3 octobre 2015

Martyn Waites, une chambre blanche pour un roman très noir

Pour commencer, quoi de mieux que de laisser la parole à l'auteur pour parler de son livre : lors de la sortie de la version originale de La chambre blanche, voici comment Martyn Waites présentait ce roman, dont il disait dans notre interview (à lire ici) qu'il était, avec Né sous les coups (voir chronique ici), celui dont il était le plus fier.







 

 "La chambre blanche se déroule principalement à Newcastle upon Tyne, dans les années soixante. Le roman porte un regard sur la reconstruction sociale de la ville. On y retrouve T. Dan Smith, un personnage qui a vraiment existé, qui dirigeait le Newcastle City Council à l'époque, et qui s'est retrouvé quelques années plus tard en prison pour corruption. Il a fait démolir des pans entiers à l'ouest de la ville, les quartiers pauvres, et y a construit d'immenses tours, qu'il appelait des "villes dans le ciel". Elles étaient censées devenir "le brillant avenir de la Ville", mais ça a été tout le contraire. A l'ombre de ces tours, on retrouve un personnage qui, dans le roman, s'appelle Monica Blacklock, et qui s'inspire très librement de Mary Bell. Pour ceux qui ne s'en souviennent pas, Mary Bell, à l'âge de 11 ans, a assassiné deux petits enfants. J'ai voulu écrire une fiction sur cette période, en ce lieu, car je crois qu'il s'en dégageait une énergie bien particulière. Pendant qu'un homme essayait d'ériger une ville futuriste, à l'ombre des bâtiments vivait cette personne, fragile, en souffrance, qui tuait des enfants. Je pense que cela constitue un contraste fascinant entre l'idée de construire un futur ambitieux et le fait d'être sans cesse retenu par les malheurs du passé. C'est un roman policier, ou plutôt un thriller, mais c'est aussi le portrait très intime d'une personne abîmée."
Newcastle High Level bridge 1970 - "High Level Bridge. - geograph.org.uk - 293387" by Roger Cornfoot. Licensed under CC BY-SA 2.0 via Wikimedia Commons

La lecture de ce roman ressemble un peu à un parcours du combattant. Non pas qu'il soit difficile à lire, non, plutôt qu'on se retrouve dans l'embarrassante situation où on ne peut pas s'arrêter, alors même que ce qui y est raconté est terriblement violent, douloureux, et surtout, réaliste. Au sens où la réalité dépasse la fiction.

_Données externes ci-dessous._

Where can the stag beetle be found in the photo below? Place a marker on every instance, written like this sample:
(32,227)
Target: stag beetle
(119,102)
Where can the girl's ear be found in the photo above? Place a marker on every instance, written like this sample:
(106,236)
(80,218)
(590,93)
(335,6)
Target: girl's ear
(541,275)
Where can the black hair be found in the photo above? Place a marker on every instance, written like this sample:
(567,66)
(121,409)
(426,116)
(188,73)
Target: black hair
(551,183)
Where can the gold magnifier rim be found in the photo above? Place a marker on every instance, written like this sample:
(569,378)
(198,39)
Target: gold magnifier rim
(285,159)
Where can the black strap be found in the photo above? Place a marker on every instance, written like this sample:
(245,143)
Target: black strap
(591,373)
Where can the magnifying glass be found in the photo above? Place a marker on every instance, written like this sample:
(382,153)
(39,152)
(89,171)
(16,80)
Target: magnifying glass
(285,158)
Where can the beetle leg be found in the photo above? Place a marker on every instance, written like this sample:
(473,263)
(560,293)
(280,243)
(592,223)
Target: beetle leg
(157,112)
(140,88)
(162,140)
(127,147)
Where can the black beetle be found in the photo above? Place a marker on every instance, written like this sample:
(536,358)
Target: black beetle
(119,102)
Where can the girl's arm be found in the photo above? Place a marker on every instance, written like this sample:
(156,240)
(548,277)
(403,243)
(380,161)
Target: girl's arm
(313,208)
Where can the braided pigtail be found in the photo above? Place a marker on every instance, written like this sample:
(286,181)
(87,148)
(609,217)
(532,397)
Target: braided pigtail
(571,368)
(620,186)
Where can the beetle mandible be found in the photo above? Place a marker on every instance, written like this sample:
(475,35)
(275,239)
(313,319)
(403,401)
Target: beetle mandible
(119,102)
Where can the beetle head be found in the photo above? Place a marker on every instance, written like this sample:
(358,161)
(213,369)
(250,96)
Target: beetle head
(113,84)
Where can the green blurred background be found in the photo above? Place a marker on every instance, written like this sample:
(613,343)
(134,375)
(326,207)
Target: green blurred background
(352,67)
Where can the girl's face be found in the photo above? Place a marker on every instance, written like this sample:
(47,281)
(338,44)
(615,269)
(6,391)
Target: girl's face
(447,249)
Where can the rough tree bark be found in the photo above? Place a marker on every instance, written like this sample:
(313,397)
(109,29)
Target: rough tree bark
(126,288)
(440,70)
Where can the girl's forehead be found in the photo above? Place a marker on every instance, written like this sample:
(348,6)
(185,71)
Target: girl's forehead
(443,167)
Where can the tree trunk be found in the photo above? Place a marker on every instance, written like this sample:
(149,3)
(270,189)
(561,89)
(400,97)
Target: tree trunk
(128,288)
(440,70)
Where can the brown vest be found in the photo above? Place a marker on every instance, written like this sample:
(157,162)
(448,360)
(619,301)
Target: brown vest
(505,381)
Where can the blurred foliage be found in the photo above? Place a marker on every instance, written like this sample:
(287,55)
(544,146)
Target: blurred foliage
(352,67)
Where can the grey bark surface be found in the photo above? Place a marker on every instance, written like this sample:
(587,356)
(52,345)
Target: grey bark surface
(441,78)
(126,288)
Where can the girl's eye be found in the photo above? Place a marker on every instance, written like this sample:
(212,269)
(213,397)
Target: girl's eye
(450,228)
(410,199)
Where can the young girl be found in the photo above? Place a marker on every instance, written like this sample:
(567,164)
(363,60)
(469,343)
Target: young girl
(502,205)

A son retour à Newcastle après la Deuxième Guerre mondiale, où il a vu l'horreur des camps à Bergen Belsen, le jeune Jack Smeaton est dans un piètre état. Même ses cheveux ont perdu leur couleur et sont devenus blancs... Le mot juste pour qualifier l'état de Jack ? Probablement "traumatisé". On le serait à moins, d'autant que le seul job qu'il ait trouvé à Newcastle, c'est employé dans un abattoir... Dès les premières pages, on peut sortir ses armes de défense psychologique : Martyn Waites nous raconte sans ménagement et avec réalisme les débuts de Jack à l'abattoir, la lutte du taureau condamné, l'excitation des collègues qui plongent allègrement leurs mains dans le sang et les entrailles, alors que lui vomit d'horreur, prisonnier de ses souvenirs. Un coup à devenir végétarien du jour au lendemain.
Si Jack est le premier à faire son entrée dans cette histoire, il n'est pas nécessairement le personnage principal. Car il y a Monica aussi, Monica Blacklock qui se promène dans les rues de Scotswood, un des quartiers pauvres de la ville, sa petite main dans celle de son papa. Monica, 7 ans, qui joue à éviter les bords des pavés, car sinon qui sait ce qui pourrait arriver... Monica que son père emmène voir un monsieur. Les temps sont durs. Là, on est à la page 19 du roman. Et ça n'est pas terminé.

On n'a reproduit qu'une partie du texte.